Comparison of Calculated Speeds for a Yawing and Braking Vehicle to Full-Scale Vehicle Tests

Accurately reconstructing the speed of a yawing and braking vehicle requires an estimate of the varying rates at which the vehicle decelerated. This paper explores the accuracy of several approaches to making this calculation. The first approach uses the Bakker-Nyborg-Pacejka (BNP) tire force model in conjunction with the Nicolas-Comstock-Brach (NCB) combined tire force equations to calculate a yawing and braking vehicle's deceleration rate. Application of this model in a crash reconstruction context will typically require the use of generic tire model parameters, and so, the research in this paper explored the accuracy of using such generic parameters. The paper then examines a simpler equation for calculating a yawing and braking vehicle's deceleration rate which was proposed by Martinez and Schlueter in a 1996 paper. It is demonstrated that this equation exhibits physically unrealistic behavior that precludes it from being used to accurately determine a vehicle's deceleration rate. Finally, the paper moves on to consider an equation that is attributed to the CRASH program in the 2010 edition of Traffic Crash Reconstruction by Lynn Fricke. This equation is nearly as simple as the Martinez and Schlueter equation, but its behavior is more reasonable.
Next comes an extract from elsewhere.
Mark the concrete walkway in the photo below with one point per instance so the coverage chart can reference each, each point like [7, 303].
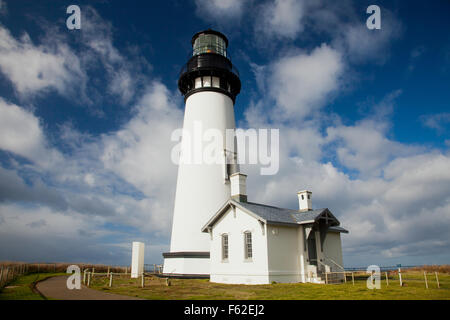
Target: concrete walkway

The BNP/NCB and the CRASH models are then used to calculate vehicle deceleration rates and speeds for two full-scale vehicle tests run by the authors, both involving yawing and braking vehicles. Braking levels for the vehicles in these tests were calculated using analysis of tire mark striations. The results of these speed calculations are compared to the measured speeds for each of those full-scale tests.